Revealing the background of the strategic change, Mike Petersen, 52, New Zealand’s special agricultural trade envoy, said he thought the U.S. would not pay attention to dairy trade before concluding a deal on drugs. In short, New Zealand tried to do the U.S. a favour in advance, in order to pursue a return on dairy trade –while encouraging the U.S. and Australia to settle the question of drugs.
Now this would have been brilliant tactics if it had worked. But it didn’t. All Groser achieved by this rugby-watching snub to the Japanese was that he seriously offended them – thereby deepening an existent rift with Amari – and won virtually nothing substantive in return from the Americans for his goofy, unilateral concession to them. What a tactical genius. Make this man the new ambassador to Washington this instant !
That’s the problem. The Washington office is not some bauble to be handed around at random to this or that senior member of the National Party caucus – Murray McCully, Tim Groser et al – who happens to be on the market fora cushy retirement niche. It is an important post when it comes to presenting New Zealand’s case to a powerful ally, and it calls for someone able to recognise and respond to the signals that are being sent by others.

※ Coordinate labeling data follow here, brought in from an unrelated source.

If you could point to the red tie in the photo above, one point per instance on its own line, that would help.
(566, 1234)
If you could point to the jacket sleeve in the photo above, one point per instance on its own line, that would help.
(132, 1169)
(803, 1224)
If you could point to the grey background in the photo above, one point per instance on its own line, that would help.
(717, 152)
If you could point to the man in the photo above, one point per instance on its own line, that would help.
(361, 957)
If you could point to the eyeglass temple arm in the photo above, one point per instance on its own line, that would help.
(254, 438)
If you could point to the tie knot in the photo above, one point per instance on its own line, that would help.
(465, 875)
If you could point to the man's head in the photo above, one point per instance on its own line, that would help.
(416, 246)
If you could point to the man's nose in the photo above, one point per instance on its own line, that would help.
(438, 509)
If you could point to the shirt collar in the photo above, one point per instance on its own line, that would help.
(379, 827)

Yet no-one who has ever seen Groser in action has ever seen him demonstrate such skills. Think back a couple of years to when Groser was last bidding for another well paid sinecure. At the time, there were several reasons why Groser didn’t win any support from other countries when he tried to secure the leadership of the World Trade Organisation. Lets just say, he didn’t have a lot of admirers waiting in line to lobby for him.
In sum, there is precious little in Groser’s track record to suggest that the man’s arrogance is something that simply has to be endured, on the basis that it has achieved results for this country. It hasn’t. This is a truly terrible appointment, and the career diplomats at MFAT must be spitting tacks.

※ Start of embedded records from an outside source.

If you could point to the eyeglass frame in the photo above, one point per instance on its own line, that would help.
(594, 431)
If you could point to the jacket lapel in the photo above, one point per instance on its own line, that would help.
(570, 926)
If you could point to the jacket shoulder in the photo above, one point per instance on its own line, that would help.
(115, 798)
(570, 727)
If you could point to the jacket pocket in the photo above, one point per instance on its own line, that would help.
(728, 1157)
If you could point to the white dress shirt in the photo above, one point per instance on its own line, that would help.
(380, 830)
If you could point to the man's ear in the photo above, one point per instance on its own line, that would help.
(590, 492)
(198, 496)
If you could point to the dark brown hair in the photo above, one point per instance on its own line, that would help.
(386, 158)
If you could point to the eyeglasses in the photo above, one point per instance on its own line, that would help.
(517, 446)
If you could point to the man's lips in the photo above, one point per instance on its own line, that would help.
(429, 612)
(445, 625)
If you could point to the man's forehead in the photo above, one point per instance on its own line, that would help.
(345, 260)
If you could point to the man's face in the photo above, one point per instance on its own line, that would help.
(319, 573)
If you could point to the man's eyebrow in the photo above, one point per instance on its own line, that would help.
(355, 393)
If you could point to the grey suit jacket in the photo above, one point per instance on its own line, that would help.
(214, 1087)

I guess that issues of tact and diplomacy are personally to the fore right now. I’m typing this in a tiny Japanese apartment in Kyoto after a week or so of solid immersion in Japan’s culture of public politeness. It takes many forms, in the public spaces that Japan’s millions negotiate, every day. Why has Japan developed these intricate social codes of politeness, when China – with even more millions – patently hasn’t? That’s a question that increasingly bothers the Japanese, as they try to deal with the influx of (what are to them) rude, greedy and boorish tourists from the new China. Other clumsy tourists from elsewhere can simply be dismissed as well-meaning idiots. Not quite so, it seems, when it comes to the Chinese.

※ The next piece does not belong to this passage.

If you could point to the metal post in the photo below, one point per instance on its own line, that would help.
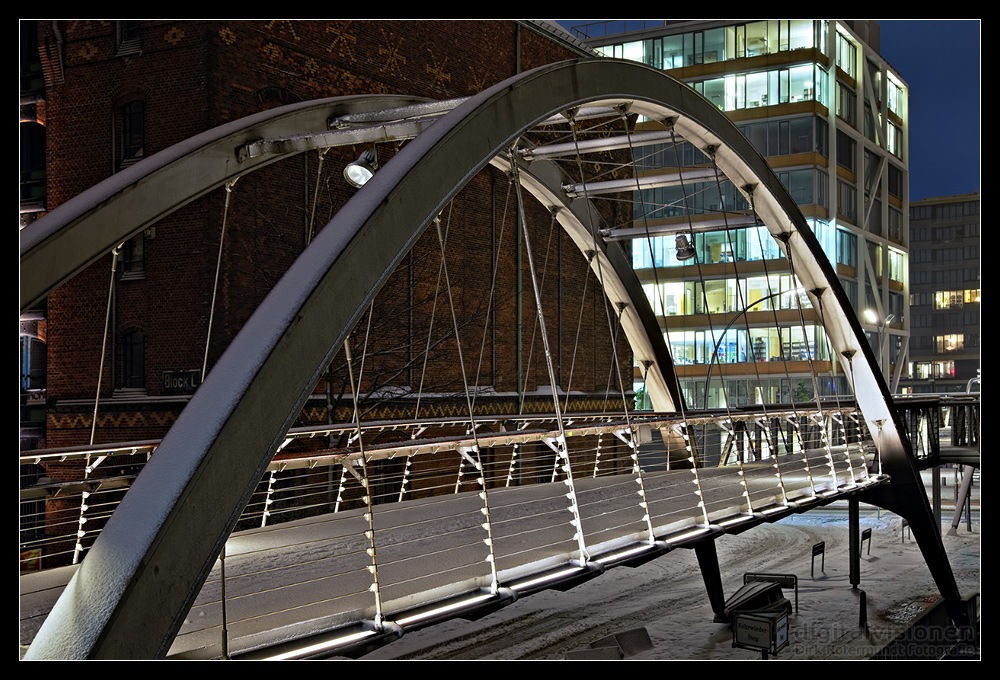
(708, 561)
(855, 541)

I’m not saying such skills are transferable. Yet watching a train conductor bow as they leave a carriage, or observing the complex rules of elevator etiquette –standing in the right place, thanking one’s fellow citizen who has been working the buttons etc is attractive to encounter, and useful to learn from. You could hardly run across a social ethos that has less in common with “She’ll be right, mate.” Much of the time, that’s our Kiwi code for demanding tolerance for our own ineptitude. We assume good will and tolerance from others, as our right; in Japan it needs to be earned, and daily demonstrated. Obviously, I’m not talking about the hierarchies at work or the categories of social exclusion – which are a quite different story – but about the negotiation of public space, among strangers.
Could Tim Groser learn anything from this culture of informal street diplomacy? It is probably too late for him now. Yet Japan might have at least one useful phrase for him to keep in mind. The other day amidst the youth fashion parade on Takeshita St in Harajuku, I came across a stall run by a couple of punks. These guys were no innovators. They were selling only old Ramones and Slipknot T-Shirts, but they were punks man, and they did have a fine line in tourist baiting. On their sales placards, they had inscribed handwritten messages to the hordes of people passing by. Such as “F*** Off, Foreigner !” Or “ No Photos ! F*** Off!” And “What You Don’t Understand ? F*** Off!” Plus my favourite: “Kiss Your President’s Anus!”
I’ve never thought of saying that before to an annoying American… but if Tim Groser thinks it might come in handy in Washington, be my guest.